Command strikes against hackers who have broken twice

Instructure, the maker of the popular school website Canvas, said Tuesday it had “reached an agreement” with hackers who breached its systems twice, stole large amounts of student and staff information, and disrupted thousands of schools that rely on the company’s software.
ShinyHunters, a financially motivated cybercrime group, gained notoriety in the April 29 data breach, claiming to have stolen student and employee data, including personal information, of 275 million people. The hackers claim to have compromised Canvas, which is used by nearly 9,000 schools to manage their student information and courses.
Hackers last week breached the company for a second time, defacing Canvas login pages on school websites, as part of an effort to pressure the company into paying their ransom.
Instructure on the incident page on Monday night said that as part of the agreement the hackers provided evidence that the stolen information was destroyed, and that Canvas customers will not be defrauded.
The company admitted that there is “no absolute certainty” when dealing with hackers, but noted that customers should not contact hackers.
Financial terms of the deal were not disclosed, and Instructure did not say how much it paid the hackers. Department spokesman Brian Watkins did not respond to a request for comment, or respond to questions about the agreement when contacted Tuesday.
In a post on its leak site, seen by TechCrunch, ShinyHunters threatened to publish the stolen data it stole from Instructure if the company didn’t pay its ransom demand.
As of Tuesday, the listing had been removed from the ShinyHunters page, indicating that the ransom may have been paid.
A representative from ShinyHunters told TechCrunch: “The data is wiped, it’s gone. The company is too. [sic] customers will no longer be directed or contacted by us to pay.”
It is unclear why Instructure paid the hackers. Governments, including the United States, have long urged victims of cybercrime not to pay criminals, as this helps cybercriminals profit from their attacks. Security researchers have argued that victims cannot trust the name of malicious criminals – some cybercriminals have been found to hold on to stolen data even though they claim to have deleted it to continue defrauding their victims.
The Instructure hack reflects a cyberattack on PowerSchool, which suffered a massive data breach affecting 70 million students and staff by 2024. PowerSchool, which makes school information software, paid hackers to return the stolen data, but several of its customers were later defrauded by another criminal group that showed data from the breach that was not destroyed.
The FBI said in a statement last week that it was “aware” of the system’s disruptions affecting schools and educational institutions around the United States. The notice didn’t mention Canvas, but it did say that victims shouldn’t “send a payment or respond” to the cybercriminals’ demands.
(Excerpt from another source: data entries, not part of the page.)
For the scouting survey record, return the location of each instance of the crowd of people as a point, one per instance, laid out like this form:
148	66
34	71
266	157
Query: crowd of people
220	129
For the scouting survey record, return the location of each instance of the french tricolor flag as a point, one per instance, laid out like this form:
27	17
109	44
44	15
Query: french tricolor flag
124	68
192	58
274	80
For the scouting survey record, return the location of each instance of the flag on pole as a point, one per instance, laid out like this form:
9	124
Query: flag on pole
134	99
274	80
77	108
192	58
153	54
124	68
The data stolen from Instructure, some of which TechCrunch has seen, includes students’ names, email addresses, and messages exchanged between teachers and students, including confidential and personal information.
On its website, Instructure acknowledged that hackers breached the company’s systems twice in less than a year, but said the two breaches were “separate incidents” involving different systems.
Instructure said it is still investigating the breach and confirming its findings.
It is unclear who at Instructure oversees or is responsible for cyber security, if not the company’s CEO, Steve Daly. When contacted by TechCrunch, Instructure would not say whether Daly plans to resign following the data breach.
Are you a Canvas administrator or school notified of a breach? Have you received a scam from a scammer? We want to hear from you. To contact this reporter securely, access using the signal username zack whittaker.1337.